Неслышно скользя во тьме, воин напевал вполголоса: «Я опережу вступление денницы на горные вершины, ибо ищу среди лесных дубов одинокую мою голубку.
Я надел ей на шею ожерелье из фарфоровок[9] — три красных в знак любви, три фиолетовых в знак тревожного ожидания, три голубых в знак надежды.
У Милы глаза как у горностая, волосы пушисты, как рисовые колосья, уста — розовая раковина, где сверкают два ряда жемчужин, груди — белоснежные ягнята-двойняшки.
Пусть Мила задует этот факел! Пусть дыханием своим изольет на него сладостную тень! Я оплодотворю ей лоно, будущий оплот отчизны припадет к ее брызжущему молоком сосцу, а я у колыбели сына закурю Трубку мира.
Дайте же мне опередить денницу на горных вершинах, дайте отыскать среди лесных дубов одинокую мою голубку»
Так много вложил юноша в свою песню, что сердце мое затрепетало и Атала переменилась в лице. Наши соединенные руки задрожали. Но тут глазам нашим предстала картина не менее для нас опасная.
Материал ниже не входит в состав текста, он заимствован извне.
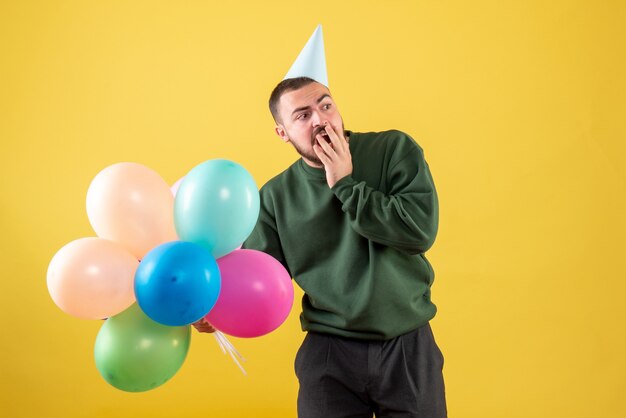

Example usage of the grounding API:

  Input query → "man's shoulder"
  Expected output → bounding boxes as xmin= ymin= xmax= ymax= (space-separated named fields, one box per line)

xmin=350 ymin=129 xmax=421 ymax=150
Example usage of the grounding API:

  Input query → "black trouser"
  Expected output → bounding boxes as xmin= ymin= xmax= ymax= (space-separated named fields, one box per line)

xmin=295 ymin=324 xmax=447 ymax=418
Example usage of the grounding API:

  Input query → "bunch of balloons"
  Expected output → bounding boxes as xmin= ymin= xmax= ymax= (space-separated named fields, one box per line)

xmin=47 ymin=160 xmax=294 ymax=392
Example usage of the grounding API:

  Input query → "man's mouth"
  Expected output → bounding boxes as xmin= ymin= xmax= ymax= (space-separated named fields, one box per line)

xmin=313 ymin=129 xmax=331 ymax=144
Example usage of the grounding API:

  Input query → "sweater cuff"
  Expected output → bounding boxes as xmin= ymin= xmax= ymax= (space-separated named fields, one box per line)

xmin=330 ymin=175 xmax=358 ymax=204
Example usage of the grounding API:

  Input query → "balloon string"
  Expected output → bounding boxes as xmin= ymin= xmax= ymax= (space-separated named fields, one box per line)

xmin=213 ymin=332 xmax=226 ymax=354
xmin=213 ymin=331 xmax=248 ymax=376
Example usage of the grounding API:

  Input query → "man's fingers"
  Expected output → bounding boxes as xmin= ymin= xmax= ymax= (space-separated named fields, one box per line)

xmin=313 ymin=139 xmax=330 ymax=166
xmin=324 ymin=124 xmax=346 ymax=152
xmin=315 ymin=134 xmax=336 ymax=158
Мы прошли мимо могилы ребенка, погребенного на границе владений обоих племен, у самой тропы, ведущей к водоему: считается, что душа невинного младенца изберет обителью грудь какой-нибудь молодой женщины, идущей по воду, и снова вернется в земную отчизну. Вот и в ту ночь там собрались юные жены, жаждущие утех материнства. Они надеялись, что в их приоткрытые губы скользнет детская душа, порхающая, мнилось им, среди цветов. Пришла туда и осиротелая мать и возложила на могилку сына маисовые колосья и белые лилии. Опрыскав землю молоком из своей груди, она села на увлажненную траву и нежно заговорила с отлетевшим от нее ребенком:
«Зачем мне оплакивать тебя, мой новорожденный, кому земля стала колыбелью? Когда птенец оперяется, ему приходится искать себе пропитание, и как часто находит он в пустынном краю одни лишь горькие зерна! А тебе не придется проливать слезы, тебя не отравит тлетворное дыхание людей. Когда, не раскрывшись, увядает бутон, он уносит с собой весь свой нерастраченный аромат; так вот и ты, мой сын, унес всю незапятнанную свою невинность. Счастливы умершие в колыбели: они познали только материнские поцелуи, только материнские улыбки».